O trio termina nessa luta, ao menos em sonho. Oshima chega à teatralidade exagerada, em comunhão com os absurdos que sua obra expõe. A certa altura, os jovens conhecem uma garota coreana, seu pai adotivo e abusador (com tapa-olho e gancho no braço) e os dois coreanos que vieram para o Japão como clandestinos para fugir da guerra.

O filme retorna ao início quando atinge a metade: os mesmos três garotos estão à praia, com roupas trocadas, e o que poderia ser a reprise da mesma história encontra variações. Oshima conta outra história e ao mesmo tempo a mesma. Em ambas, coreanos e japoneses trocam de posições e são executados.

A discriminação aos coreanos no Japão é um assunto caro a Oshima. Segundo o diretor, os coreanos refletem os próprios japoneses (ou deveriam). “Olhando para os coreanos, podemos nos encontrar.
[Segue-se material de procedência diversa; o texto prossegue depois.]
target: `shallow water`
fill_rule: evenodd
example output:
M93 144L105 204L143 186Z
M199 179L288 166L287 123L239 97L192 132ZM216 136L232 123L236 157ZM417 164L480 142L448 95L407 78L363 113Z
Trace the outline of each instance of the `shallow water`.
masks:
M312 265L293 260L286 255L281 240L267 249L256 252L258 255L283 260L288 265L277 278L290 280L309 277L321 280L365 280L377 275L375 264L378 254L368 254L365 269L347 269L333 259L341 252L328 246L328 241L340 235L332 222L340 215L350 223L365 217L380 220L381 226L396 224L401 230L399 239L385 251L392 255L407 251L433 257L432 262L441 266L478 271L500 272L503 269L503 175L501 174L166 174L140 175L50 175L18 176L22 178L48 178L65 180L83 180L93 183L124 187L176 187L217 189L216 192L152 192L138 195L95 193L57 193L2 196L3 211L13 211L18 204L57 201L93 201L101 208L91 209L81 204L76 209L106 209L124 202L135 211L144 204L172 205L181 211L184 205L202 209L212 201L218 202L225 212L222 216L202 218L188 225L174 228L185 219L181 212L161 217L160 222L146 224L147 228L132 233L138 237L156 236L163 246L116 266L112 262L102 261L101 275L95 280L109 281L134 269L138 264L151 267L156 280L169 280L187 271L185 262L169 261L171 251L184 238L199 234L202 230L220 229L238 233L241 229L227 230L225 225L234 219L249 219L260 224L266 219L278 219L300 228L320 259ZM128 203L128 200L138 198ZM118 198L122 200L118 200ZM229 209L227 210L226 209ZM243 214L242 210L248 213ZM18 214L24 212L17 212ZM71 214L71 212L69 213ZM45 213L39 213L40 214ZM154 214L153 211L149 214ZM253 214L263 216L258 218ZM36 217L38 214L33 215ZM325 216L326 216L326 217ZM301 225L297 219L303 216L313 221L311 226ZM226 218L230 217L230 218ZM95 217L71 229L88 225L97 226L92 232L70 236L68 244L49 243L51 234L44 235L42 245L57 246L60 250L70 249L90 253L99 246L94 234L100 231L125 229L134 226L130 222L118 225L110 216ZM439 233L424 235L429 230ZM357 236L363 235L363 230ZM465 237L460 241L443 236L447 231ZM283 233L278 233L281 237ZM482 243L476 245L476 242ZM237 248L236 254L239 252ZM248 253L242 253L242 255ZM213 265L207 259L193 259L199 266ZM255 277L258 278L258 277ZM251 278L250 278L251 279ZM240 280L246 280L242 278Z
Sempre pensei que devíamos olhar para os coreanos, é preciso reconhecer que eles existem, especialmente os coreanos no Japão. Eles estão sempre muito deprimidos, porque são discriminados, eu quis me solidarizar com eles, contra o Japão”, disse o diretor, em entrevista a Lucia Nagib.

O filme foi lançado logo após O Enforcamento, um dos melhores trabalhos do cineasta japonês. Nele, um coreano é condenado à forca e sobrevive, mas fica sem memória. As autoridades japonesas tentam fazê-lo recordar sua identidade e seu crime para que assim possam tentar matá-lo novamente. Essa tentativa de regressão leva à crítica de Oshima sobre a condição do coreano na sociedade japonesa.

Com câmera na mão, o trio do Folk Crusaders sai às ruas e aborda os transeuntes. Três Bêbados Ressuscitados ganha contornos de documentário. Eles perguntam às pessoas se elas são japonesas. “Não, sou coreano”, diz uma delas. “Por quê?” “Porque sim”. É justamente o ator Do-yun Yu, o protagonista de O Enforcamento.